In any observational study, special attention must be given to the potential of selection bias to explain the findings. Li and colleagues did an impressive job of measuring a large number of potential confounders, including maternal factors that might confound the association under investigation. Nonetheless, the three exposure groups were not equivalent. Because data were obtained from records of health-care service use, group assignment reflected patient care-seeking and physician practice patterns. All infants have multiple infections over the course of their first year of life, and most infant infections are not brought to medical attention. Physicians vary widely in their propensity to prescribe antibiotics.10 Could the findings be interpreted as showing that infants whose families are more likely to seek care for infections are more likely to develop obesity in the future? The no infection group actually had sociodemographic and clinical characteristics that made it less likely that these participants would develop obesity in childhood and adolescence, including higher proportions of individuals of Asian ethnic origin, higher parental educational levels, lower maternal BMI, and lower rates of low birthweight. Although the statistical models controlled for these differences, unmeasured effects, such as stronger measures of socioeconomic status, could explain the findings. The issue of unmeasured confounding is especially important when the biological plausibility of a finding is unclear, which is the case for the linkages between infections and children’s growth.

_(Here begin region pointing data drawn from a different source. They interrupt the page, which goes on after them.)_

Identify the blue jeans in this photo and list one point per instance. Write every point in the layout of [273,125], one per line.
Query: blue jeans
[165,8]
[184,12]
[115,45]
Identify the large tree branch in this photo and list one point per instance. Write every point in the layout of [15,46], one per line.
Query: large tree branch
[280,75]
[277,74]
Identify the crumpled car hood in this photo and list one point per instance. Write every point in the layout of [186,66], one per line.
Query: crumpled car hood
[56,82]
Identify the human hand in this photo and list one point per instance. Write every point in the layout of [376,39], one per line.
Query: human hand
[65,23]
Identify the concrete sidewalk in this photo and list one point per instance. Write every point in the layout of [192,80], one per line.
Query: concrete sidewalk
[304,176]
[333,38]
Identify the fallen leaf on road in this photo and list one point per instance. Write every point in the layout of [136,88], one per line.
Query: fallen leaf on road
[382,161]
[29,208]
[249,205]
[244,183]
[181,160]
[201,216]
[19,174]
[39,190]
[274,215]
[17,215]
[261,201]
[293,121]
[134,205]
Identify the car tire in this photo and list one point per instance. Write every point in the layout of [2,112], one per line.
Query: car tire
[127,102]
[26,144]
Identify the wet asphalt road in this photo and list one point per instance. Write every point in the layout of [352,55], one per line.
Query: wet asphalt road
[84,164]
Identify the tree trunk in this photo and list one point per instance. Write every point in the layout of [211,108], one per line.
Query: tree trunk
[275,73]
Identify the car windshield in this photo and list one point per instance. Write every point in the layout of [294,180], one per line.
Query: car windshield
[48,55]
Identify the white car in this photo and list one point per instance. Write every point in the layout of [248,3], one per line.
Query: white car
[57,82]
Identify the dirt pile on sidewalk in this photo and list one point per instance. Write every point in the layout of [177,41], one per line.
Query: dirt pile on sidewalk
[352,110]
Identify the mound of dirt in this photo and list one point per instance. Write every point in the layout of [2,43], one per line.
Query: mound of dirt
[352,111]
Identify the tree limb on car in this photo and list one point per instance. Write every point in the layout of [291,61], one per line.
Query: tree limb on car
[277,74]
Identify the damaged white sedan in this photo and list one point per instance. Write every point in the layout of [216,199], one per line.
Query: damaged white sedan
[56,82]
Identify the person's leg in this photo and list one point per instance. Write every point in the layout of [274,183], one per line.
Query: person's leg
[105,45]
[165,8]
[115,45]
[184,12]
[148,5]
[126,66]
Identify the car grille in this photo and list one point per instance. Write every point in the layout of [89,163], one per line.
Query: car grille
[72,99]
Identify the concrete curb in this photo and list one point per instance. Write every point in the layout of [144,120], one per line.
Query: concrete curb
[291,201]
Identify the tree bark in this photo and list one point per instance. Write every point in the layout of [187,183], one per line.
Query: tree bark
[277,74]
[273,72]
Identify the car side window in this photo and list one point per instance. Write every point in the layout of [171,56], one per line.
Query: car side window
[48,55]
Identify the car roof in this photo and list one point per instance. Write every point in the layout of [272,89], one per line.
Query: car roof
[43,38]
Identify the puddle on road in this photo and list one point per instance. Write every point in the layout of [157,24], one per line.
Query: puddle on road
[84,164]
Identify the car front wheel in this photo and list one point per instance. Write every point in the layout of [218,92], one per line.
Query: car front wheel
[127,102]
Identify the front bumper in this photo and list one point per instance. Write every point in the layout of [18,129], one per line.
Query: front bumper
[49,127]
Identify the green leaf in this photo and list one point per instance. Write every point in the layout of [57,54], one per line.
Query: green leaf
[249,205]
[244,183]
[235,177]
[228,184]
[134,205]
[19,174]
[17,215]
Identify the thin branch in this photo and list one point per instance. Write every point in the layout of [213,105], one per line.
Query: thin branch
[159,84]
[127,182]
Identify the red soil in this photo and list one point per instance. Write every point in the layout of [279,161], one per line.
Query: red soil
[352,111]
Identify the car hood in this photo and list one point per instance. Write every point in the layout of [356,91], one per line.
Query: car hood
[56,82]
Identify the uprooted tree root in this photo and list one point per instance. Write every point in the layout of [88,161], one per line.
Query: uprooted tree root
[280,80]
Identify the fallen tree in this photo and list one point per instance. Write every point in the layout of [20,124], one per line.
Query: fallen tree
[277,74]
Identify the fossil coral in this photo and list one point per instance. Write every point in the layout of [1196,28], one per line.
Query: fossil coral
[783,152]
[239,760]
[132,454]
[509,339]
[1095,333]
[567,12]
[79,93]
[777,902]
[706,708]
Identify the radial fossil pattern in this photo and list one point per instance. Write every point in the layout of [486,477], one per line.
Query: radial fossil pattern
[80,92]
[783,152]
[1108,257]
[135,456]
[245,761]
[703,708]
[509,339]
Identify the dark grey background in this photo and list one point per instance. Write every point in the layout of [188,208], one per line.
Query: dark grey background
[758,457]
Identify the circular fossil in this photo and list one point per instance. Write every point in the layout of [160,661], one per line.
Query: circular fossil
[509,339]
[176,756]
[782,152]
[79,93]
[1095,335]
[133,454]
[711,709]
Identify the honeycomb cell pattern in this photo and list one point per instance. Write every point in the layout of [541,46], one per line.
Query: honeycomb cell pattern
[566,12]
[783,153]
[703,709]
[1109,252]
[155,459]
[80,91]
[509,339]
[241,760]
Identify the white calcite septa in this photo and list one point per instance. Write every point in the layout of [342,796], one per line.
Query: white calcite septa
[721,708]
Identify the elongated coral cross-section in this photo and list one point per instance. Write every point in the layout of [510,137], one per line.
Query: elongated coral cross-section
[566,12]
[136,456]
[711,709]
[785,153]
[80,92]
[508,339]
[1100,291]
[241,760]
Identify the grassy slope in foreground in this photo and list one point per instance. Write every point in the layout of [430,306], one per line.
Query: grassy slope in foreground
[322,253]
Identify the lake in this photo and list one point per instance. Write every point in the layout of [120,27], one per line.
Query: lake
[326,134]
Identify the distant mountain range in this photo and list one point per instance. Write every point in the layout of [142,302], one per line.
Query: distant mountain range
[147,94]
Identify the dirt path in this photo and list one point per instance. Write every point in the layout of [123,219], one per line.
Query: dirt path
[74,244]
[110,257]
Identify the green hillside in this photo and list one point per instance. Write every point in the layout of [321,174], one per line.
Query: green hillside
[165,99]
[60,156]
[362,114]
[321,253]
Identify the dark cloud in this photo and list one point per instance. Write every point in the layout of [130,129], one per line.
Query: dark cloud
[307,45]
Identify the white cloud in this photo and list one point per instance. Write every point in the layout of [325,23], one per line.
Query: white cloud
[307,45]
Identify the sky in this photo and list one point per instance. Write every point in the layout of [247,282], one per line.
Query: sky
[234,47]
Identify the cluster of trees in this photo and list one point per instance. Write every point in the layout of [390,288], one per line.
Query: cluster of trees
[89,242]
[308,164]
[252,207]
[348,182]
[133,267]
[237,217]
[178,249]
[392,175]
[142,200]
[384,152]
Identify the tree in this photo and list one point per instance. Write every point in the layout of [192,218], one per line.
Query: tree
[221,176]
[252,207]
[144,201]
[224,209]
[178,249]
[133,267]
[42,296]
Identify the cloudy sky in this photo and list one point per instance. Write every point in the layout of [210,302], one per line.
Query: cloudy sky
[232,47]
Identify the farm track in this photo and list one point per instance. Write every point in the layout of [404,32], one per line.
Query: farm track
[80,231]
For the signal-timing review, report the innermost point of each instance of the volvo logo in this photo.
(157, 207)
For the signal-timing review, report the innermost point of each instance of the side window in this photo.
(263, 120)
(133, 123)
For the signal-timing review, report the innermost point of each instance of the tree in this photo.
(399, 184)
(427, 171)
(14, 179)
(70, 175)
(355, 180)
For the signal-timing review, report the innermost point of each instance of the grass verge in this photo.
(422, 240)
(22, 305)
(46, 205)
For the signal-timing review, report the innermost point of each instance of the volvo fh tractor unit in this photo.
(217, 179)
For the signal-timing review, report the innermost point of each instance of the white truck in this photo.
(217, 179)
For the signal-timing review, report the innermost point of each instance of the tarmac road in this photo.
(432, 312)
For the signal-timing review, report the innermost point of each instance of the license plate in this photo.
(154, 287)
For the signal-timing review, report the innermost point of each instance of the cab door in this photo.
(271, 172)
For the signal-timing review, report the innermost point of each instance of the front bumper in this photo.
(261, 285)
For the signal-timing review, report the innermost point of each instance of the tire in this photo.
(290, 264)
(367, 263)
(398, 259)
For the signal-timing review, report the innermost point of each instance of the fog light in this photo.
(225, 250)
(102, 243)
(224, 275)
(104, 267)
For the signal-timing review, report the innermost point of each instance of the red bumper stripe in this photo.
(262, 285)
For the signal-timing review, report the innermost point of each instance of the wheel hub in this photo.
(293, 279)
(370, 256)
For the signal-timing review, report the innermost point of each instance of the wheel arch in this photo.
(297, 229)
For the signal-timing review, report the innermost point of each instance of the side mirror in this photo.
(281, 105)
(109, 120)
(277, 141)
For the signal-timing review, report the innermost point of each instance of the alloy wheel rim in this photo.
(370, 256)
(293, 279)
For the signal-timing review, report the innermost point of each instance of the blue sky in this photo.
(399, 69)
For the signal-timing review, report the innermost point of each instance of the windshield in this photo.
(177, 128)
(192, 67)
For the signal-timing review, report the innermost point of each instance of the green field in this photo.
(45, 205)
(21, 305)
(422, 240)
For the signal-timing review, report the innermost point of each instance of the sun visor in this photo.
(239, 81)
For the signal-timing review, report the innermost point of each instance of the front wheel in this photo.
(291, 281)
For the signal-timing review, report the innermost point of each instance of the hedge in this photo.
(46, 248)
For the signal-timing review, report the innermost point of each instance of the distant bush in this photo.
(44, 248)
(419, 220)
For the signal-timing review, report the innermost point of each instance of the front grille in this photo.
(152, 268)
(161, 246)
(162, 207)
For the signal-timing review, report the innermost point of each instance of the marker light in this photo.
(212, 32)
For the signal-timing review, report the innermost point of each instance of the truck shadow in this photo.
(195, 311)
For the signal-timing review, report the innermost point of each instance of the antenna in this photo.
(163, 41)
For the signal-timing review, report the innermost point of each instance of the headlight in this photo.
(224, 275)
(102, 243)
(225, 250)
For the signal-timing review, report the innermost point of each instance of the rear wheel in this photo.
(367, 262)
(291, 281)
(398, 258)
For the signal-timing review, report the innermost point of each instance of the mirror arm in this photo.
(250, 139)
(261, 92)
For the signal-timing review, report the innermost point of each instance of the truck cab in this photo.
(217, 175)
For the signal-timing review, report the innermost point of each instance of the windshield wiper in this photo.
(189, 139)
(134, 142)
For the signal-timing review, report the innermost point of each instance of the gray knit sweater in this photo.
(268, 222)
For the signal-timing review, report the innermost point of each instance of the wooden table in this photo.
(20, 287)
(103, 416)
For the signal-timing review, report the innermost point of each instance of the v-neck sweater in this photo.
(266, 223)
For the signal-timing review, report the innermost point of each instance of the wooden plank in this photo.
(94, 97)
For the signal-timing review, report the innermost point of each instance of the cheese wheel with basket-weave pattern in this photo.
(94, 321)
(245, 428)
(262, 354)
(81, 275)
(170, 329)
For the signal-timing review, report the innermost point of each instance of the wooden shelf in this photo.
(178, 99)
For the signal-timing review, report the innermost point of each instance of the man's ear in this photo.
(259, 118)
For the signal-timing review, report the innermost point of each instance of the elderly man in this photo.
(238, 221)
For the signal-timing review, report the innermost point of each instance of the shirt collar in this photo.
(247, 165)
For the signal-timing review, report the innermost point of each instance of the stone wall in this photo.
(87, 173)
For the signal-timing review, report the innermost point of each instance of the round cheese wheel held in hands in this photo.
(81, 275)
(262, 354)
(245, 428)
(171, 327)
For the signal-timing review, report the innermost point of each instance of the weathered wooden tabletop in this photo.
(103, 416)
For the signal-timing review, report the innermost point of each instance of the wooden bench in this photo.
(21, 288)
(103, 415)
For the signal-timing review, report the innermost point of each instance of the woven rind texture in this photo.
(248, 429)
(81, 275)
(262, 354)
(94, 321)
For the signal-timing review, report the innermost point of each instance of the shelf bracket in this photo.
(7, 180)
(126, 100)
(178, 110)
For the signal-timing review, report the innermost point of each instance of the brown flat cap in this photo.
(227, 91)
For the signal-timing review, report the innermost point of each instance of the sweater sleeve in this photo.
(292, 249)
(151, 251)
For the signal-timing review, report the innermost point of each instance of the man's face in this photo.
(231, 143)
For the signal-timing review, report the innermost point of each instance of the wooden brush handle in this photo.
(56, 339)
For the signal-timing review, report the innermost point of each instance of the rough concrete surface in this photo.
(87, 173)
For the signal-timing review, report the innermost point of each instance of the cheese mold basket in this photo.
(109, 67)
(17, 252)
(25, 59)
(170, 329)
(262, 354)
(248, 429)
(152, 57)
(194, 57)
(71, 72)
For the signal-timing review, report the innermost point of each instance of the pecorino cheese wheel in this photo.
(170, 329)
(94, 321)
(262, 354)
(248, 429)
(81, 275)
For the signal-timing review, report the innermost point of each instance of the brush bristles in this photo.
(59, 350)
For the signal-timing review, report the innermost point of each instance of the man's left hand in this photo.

In several other studies, the antibiotic growth effect was not limited to exposure to antibiotics during the first 12 months of life. Even the Navy recruits,2 who were aged on average 18 years, showed increased weight gain after antibiotic use. Future studies should attempt to replicate Li and colleagues’ findings and assess a longer period of antibiotic exposure, with special emphasis on repeated use of antibiotics.4 Establishing the reproducibility of these findings is essential before the claim can be accepted that infections, rather than antibiotics, affect children’s growth. We are involved in an ongoing study of the effects of antibiotics on growth, which is being done in PCORnet, a national patient-centered outcomes research network in the US, and can attempt to replicate and further extend Li and colleagues’ findings. With growing public concern about the presence of antibiotics in the food supply and their effects on human health,11 the outcome of this work and other research on this topic, which might affect how antibiotics are used in children, will have important implications for public health policy and clinical practice.
Support for preparation for this Comment was provided by the Patient-Centered Outcomes Research Institute
The authors declare no competing interests.